CENTRODESTRA: può contare su 451 grandi elettori che fanno riferimento ai partiti dentro la coalizione: 197 sono della Lega, 127 di Fi, 58 di Fdi, 31 di Coraggio Italia-Cambiamo-Idea, 5 di Noi con l’Italia, ai quali si aggiungono i 33 delegati regionali.

CENTROSINISTRA CON M5S: Può contare su 420 voti se si esclude Iv, su 463 se si conteggia anche il partito di Renzi. Il Pd conta 133 grandi elettori (Gualtieri neo sindaco di Roma dovrà optare e quindi forse il suo seggio sarà vacante al momento dell’elezione del Colle), M5s ne ha 233, Leu 18, Azione-+Europa 5, Centro democratico di Bruno Tabacci ha 6 deputati. Questo blocco, ai quali si aggiungono i 24 delegati regionali, più Gianclaudio Bressa, iscritto al gruppo per le Autonomie ma eletto con il Pd, fa quota 420 che diventerebbe 463 se Italia Viva di Matteo Renzi con 43 elettori sostenesse il candidato di centrosinistra.

SENATORI A VITA: Per questa elezione del presidente della Repubblica sono 6: Giorgio Napolitano, Mario Monti, Liliana Segre, Elena Cattaneo, Renzo Piano, Carlo Rubbia.

AUTONOMIE: Il gruppo delle autonomie-minoranze linguistiche conta 4 deputati e 5 senatori, al cui gruppo a Palazzo Madama sono iscritti anche Gianclaudio Bressa (Pd), Pier Ferdinando Casini (Centristi per l’Europa) e i senatori a vita Cattaneo e Napolitano.
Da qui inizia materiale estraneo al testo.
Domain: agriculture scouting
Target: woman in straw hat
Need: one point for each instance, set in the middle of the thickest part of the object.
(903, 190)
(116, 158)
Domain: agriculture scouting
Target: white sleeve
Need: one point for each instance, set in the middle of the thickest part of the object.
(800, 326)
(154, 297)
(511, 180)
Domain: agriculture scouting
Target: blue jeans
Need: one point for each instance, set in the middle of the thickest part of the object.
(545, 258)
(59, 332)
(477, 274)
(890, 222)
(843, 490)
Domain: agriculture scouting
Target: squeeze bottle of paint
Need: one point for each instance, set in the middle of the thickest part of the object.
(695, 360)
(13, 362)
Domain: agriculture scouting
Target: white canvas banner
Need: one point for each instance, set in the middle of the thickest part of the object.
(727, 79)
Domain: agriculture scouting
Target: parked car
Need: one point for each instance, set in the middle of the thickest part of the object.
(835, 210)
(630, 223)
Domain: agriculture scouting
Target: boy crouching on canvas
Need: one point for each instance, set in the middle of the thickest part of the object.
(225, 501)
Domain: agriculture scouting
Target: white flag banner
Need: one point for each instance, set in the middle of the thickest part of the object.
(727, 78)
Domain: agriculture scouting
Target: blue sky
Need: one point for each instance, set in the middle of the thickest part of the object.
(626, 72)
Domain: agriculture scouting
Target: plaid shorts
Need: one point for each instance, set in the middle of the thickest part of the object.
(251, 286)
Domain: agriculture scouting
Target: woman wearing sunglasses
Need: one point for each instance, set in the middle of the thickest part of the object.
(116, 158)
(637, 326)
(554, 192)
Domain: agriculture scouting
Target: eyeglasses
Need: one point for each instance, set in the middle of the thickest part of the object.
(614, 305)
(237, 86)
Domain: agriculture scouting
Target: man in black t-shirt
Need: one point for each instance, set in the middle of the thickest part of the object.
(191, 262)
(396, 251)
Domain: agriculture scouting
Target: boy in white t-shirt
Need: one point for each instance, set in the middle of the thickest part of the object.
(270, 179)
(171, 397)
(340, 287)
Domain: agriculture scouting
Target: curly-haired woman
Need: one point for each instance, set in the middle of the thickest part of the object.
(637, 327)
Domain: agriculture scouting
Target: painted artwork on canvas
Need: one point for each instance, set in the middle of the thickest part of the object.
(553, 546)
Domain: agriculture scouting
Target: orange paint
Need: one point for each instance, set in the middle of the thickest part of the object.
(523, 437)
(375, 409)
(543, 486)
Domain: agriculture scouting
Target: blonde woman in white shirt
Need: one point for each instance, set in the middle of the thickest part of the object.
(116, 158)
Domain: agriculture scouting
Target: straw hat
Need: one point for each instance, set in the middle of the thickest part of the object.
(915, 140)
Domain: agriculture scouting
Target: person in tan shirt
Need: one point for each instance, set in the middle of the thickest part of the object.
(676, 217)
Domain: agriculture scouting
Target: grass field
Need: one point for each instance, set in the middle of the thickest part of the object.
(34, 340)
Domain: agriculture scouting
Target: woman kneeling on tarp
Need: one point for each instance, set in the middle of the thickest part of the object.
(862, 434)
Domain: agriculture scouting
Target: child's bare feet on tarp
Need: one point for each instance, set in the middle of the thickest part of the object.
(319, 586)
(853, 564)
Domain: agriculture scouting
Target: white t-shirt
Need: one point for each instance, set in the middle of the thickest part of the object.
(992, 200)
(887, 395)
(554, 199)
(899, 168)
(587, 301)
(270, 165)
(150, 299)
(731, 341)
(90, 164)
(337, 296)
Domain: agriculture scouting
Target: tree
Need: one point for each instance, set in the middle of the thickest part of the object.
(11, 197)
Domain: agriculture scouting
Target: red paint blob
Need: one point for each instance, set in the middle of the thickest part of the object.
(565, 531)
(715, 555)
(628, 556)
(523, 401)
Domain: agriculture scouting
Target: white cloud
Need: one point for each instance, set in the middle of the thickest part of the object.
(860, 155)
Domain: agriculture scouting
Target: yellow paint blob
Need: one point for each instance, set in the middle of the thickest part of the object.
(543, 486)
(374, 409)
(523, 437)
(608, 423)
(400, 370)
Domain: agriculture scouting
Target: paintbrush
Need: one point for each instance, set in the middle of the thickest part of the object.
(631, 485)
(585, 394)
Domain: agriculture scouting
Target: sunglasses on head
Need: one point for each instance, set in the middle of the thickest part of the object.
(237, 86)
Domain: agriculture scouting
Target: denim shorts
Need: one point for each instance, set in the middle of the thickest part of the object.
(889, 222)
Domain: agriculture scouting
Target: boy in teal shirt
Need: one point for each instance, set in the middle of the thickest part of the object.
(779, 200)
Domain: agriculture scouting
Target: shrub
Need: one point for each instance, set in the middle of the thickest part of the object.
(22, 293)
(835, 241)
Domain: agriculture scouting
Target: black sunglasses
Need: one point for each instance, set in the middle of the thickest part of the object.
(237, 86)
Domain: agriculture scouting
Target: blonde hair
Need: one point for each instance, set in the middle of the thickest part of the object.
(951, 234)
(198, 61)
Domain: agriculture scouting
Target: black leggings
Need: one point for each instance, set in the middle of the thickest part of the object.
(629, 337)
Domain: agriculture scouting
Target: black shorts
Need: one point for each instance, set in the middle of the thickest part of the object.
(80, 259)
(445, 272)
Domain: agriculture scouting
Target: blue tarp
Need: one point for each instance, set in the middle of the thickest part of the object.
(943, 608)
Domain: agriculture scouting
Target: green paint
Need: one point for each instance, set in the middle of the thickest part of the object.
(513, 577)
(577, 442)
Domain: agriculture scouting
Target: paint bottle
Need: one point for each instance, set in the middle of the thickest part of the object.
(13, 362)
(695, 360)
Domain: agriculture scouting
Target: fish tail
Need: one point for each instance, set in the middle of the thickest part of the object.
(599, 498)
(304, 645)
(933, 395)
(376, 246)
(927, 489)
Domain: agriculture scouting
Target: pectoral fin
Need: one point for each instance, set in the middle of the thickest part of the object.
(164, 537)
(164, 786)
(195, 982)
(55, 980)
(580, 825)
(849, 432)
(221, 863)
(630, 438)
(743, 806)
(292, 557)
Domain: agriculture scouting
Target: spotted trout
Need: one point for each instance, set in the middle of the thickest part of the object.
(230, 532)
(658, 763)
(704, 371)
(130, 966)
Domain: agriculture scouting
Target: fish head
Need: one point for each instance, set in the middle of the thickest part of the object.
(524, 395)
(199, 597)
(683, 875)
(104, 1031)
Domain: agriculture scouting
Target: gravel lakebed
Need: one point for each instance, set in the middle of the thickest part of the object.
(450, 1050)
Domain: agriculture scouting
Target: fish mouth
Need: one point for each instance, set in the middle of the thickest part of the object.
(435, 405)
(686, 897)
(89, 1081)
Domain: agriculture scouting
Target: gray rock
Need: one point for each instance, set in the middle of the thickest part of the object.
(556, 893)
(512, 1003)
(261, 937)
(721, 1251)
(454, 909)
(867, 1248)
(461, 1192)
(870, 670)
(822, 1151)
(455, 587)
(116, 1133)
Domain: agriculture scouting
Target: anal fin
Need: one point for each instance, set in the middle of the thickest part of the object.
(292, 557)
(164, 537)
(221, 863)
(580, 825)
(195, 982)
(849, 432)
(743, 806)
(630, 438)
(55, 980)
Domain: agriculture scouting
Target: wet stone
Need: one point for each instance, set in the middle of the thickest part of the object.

GRUPPO MISTO: In questa legislatura il gruppo Misto di Camera e Senato è lievitato e mutato a secondo della nascita di nuove componenti: il gruppo più nutrito è la pattuglia ex M5s di Alternativa C’è che per le votazioni del Quirinale ha 19 grandi elettori, Azione-+Europa-Radicali (5), Centro Democratico (6 deputati), Maie (3 deputati, 3 senatori), FacciamoEco (3 deputati), Nci (5 deputati). Nel Misto al Senato c’è poi LeU (6) e tanti fuoriusciti M5s (24 alla Camera che risultano non iscritti a nessuna componente insieme all’ex Leu Michela Rostan mentre a Palazzo Madama sono nel misto 15 ex M5s, i 3 ex 5s ora Italexit e 1 ex 5s ora Potere al Popolo).